Perhaps for those women, it was not love but compassion for the enemy. Yet even that, in this situation, required almost superhuman effort. Because to love your enemy in war is very difficult, almost impossible.
So what is the solution?
Very simple: read the Gospel and do not listen to “shepherds” who “adapt” it.
Want the light? Drop the stone
Today, a great number of Ukrainians die every day. Many depart for Eternity believing that hatred of the enemy is fully compatible with Christianity, and that killing is “not a sin, but on the contrary, – a sacred duty”.
But what is the outcome? After death, these people find themselves carrying a burden that, both in private judgment and on the Last Judgment, will be like a stone tied to the feet of a swimmer. And once this stone is attached, it cannot be discarded: “By what standard I find you, by that I will judge you.”

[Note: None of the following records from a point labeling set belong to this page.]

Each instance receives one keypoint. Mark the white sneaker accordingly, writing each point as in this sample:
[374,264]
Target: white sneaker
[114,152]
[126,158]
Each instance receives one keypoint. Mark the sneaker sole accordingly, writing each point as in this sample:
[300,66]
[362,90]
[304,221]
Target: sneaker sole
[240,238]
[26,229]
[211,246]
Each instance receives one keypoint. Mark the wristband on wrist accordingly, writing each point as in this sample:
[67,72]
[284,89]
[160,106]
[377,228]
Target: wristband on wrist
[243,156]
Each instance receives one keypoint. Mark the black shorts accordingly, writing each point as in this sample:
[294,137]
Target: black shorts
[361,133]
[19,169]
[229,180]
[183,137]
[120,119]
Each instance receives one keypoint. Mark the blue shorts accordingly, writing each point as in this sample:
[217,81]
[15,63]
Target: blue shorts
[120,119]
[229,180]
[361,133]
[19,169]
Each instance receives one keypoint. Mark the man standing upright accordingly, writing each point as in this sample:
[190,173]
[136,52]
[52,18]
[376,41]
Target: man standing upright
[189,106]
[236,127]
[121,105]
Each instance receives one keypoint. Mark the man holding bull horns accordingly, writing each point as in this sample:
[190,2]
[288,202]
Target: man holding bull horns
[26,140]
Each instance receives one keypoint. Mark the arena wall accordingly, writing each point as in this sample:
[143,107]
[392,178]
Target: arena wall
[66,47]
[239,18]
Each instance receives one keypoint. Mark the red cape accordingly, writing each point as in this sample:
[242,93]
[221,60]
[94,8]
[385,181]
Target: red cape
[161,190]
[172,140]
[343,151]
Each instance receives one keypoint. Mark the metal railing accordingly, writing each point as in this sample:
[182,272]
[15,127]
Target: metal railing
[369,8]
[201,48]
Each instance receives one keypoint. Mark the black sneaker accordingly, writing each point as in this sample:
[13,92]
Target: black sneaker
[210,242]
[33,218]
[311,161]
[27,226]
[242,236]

Yes, today this stone may seem useful, helping one stay at the bottom while gathering what seems valuable. But someday you will have to rise. The war will end sooner or later. The hatred we let into our hearts may remain there forever as that same unliftable stone.
Christ did not give us commandments “with exceptions”. He did not say: “Love your enemies, except when it’s difficult.” He Himself set the example on Golgotha, forgiving those who crucified Him. And if we call ourselves His disciples, we must at least strive for this ideal, however unattainable it may seem.
The choice of every Christian is both simple and terrifying: either to follow the words of the Savior, or to listen to those who “adapt” His words. Either drop the stone in time and rise to the light, or remain at the bottom.